SIGKDD Dissertation Awards (1 winner, 1 runner-up and 3 honorable mentions)
ACM SIGKDD dissertation awards recognize outstanding work done by graduate students in the areas of data science, machine learning and data mining.
Selection Procedure: We received 19 nominations this year, a new record in the history of this award. After receiving the nominations, we invited leading experts to serve on the award selection committee from all over the world. Each dissertation was reviewed by atleast 3 experts who helped group the dissertations into two competing groups. During the second phase, all members were invited to rank the top 5 nominations.
* Relevance of the Dissertation to KDD
*Originality of the Main Ideas in the Dissertation
* Significance of Scientific Contributions
* Technical Depth and Soundness of Dissertation (including experimental methodologies, theoretical results, etc.)
* Overall Presentation and Readability of Dissertation (including organization, writing style and exposition, etc.)
Winner: Reconstruction and Applications of Collective Storylines from Web Photo Collections.
Gunhee Kim (student) and Eric Xing (advisor)

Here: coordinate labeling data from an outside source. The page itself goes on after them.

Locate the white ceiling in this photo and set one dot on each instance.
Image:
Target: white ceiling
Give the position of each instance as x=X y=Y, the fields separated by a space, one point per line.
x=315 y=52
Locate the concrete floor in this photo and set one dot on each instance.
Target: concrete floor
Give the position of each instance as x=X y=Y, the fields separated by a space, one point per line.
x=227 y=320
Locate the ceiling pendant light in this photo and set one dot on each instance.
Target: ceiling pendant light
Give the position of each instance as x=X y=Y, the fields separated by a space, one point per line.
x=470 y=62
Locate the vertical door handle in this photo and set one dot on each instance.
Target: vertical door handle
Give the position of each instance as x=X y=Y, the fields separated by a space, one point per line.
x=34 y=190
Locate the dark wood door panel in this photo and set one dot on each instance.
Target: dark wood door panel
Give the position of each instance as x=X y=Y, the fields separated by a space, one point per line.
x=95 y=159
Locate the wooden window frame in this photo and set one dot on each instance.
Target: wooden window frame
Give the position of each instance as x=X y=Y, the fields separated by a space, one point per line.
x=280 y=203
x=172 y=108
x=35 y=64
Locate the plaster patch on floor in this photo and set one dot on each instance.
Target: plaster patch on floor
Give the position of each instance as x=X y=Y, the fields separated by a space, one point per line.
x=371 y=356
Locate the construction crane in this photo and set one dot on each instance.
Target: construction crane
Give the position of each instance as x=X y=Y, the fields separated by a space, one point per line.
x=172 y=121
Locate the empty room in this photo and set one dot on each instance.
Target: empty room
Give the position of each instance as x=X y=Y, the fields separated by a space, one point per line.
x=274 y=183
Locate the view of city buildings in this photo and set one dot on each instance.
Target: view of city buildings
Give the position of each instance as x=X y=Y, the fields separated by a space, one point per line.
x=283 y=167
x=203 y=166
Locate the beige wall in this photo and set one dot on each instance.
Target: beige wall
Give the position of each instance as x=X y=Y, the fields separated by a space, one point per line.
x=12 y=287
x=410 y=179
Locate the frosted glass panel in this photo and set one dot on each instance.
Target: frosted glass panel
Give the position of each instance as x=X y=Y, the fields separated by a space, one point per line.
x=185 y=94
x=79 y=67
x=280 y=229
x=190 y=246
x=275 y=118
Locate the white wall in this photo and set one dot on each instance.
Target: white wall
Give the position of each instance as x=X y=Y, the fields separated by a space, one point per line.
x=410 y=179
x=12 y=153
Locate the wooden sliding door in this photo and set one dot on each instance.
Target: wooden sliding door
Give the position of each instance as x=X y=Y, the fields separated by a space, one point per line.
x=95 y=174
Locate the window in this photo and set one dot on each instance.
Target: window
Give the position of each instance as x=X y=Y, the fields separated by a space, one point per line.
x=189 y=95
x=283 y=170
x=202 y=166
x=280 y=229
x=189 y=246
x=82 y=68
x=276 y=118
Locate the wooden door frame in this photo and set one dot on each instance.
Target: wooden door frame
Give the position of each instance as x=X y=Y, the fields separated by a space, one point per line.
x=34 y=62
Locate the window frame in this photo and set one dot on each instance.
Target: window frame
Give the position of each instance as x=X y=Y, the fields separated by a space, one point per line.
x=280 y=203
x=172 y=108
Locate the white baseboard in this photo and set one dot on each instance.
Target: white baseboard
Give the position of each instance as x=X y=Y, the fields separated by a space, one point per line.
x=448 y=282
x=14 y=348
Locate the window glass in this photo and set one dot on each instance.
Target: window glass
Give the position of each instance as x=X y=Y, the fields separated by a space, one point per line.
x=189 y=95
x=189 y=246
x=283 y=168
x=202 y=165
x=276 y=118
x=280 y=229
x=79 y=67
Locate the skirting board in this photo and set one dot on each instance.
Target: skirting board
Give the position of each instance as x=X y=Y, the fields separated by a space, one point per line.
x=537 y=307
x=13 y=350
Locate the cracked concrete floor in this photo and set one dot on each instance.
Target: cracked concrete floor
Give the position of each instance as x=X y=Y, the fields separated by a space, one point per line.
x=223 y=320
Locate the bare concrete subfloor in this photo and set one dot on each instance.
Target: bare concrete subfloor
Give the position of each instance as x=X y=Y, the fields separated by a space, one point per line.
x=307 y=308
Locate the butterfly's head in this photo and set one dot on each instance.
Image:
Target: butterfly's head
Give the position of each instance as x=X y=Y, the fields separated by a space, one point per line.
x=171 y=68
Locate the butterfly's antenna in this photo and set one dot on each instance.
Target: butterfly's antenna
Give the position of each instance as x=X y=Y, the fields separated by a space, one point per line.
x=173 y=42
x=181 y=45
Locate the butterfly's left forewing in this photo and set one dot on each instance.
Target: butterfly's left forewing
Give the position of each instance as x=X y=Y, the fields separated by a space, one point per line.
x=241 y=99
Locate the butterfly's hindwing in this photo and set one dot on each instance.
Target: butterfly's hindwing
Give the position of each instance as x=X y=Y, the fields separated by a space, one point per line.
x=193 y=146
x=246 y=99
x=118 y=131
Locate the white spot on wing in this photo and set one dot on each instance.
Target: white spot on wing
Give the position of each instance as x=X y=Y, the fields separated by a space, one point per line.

Abstract: Widespread access to photo-taking devices and high speed Internet has combined with rampant social networking to produce an explosion in picture sharing on Web platforms. In this environment, new challenges in image acquisition, processing, and sharing have emerged, creating exciting opportunities for research in computer vision and multimedia data mining. In this dissertation, we explore one of these interesting problems, the reconstruction of collective storylines as an efficient but comprehensive structural summary of ever-growing big image data shared online.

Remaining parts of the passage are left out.